她心急如焚,再也等不得片刻,连早已备好的稳妥马车也嫌太慢。
秦挽知攥紧缰绳,翻身上马,动作是罕见的利落,甚至带着一丝凌厉。
“娘子!”
琼琚在身后惊呼。
长岳亦吃一惊,劝阻的话尚未说出口,恍若未闻的秦挽知,两腿一夹马腹,手中马鞭凌空挥下,清脆的鞭响撕裂了院中的宁静。
长岳骑来的骏马长嘶一声,如离弦之箭般疾驰而去。
风猛烈地刮过耳畔,街景在眼前飞速倒退、模糊成一片流动的色彩。
她背脊挺得笔直,像一杆绷紧的弓,紧握缰绳的指尖冰凉一片,透出内心汹涌的不安。
谢鹤言绝非莽撞之人,更非逞凶斗狠之辈。
究竟发生了什么?是什么样的人、什么样的事,能让他抛却礼教修养,选择挥拳这种最直接、也最激烈的方式?

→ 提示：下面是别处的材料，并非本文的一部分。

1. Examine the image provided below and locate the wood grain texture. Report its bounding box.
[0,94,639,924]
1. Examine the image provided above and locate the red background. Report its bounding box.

这个问题在她心中反复锤打,每想一次,心便往下沉一分。
急促的马蹄声如密集的鼓点,重重敲在青石路面上,也敲在她紧绷的神经上。
往日觉得悠长的街道,此刻却显得格外漫长。
秦挽知的心如坠云雾,沉甸甸地悬着。
她必须尽快赶过去。
一路疾驰到谢府,马蹄声回荡在巷中,府门口值守的仆从远远便听见动静,待看清那策马而来的竟是离府已久的大奶奶时,皆是一愣,随即面面相觑,惊愕之色难掩。
有人下意识张口,那声惯常的“大奶奶”
三个字只喊出一半,便硬生生哽在喉头,慌忙噤声,不知所措。
秦挽知下马,“我想见鹤言。”
门房仆役慌忙上前,试图阻拦又不敢失礼,只得躬身道:“容、容奴才们先进去通传一声……”
随即快步进去,小跑起来,不过几时,一声呼唤自内传来,“四娘!”
谢清匀脚步匆匆,正往门首出来,半途与门房遇见。
秦挽知立刻迎上,所有强撑的镇定在见到他的瞬间化为急切:“怎么回事?让我去看看鹤言。”
谢清匀看向她身后那匹犹自喷着鼻息的骏马,再落回她身上,看见她因用力握缰而微微颤抖的手。
他抬手轻轻握住她的手腕,翻过掌心,只见白皙的肌肤上赫然几道深红的勒痕。
秦挽知反握住,目光殷切,重复着:“带我去。”
一路穿廊过院,直至谢鹤言所居的凌云院。
甫一踏入月洞门,秦挽知便瞧见了廊下正与蔡郎中低声交谈的王氏。
王氏闻声抬眼望来,亦是一怔。
距离上次相见,已隔了不短的时光,真是有很久没见过了,又是眼下在这般混乱的节骨眼上。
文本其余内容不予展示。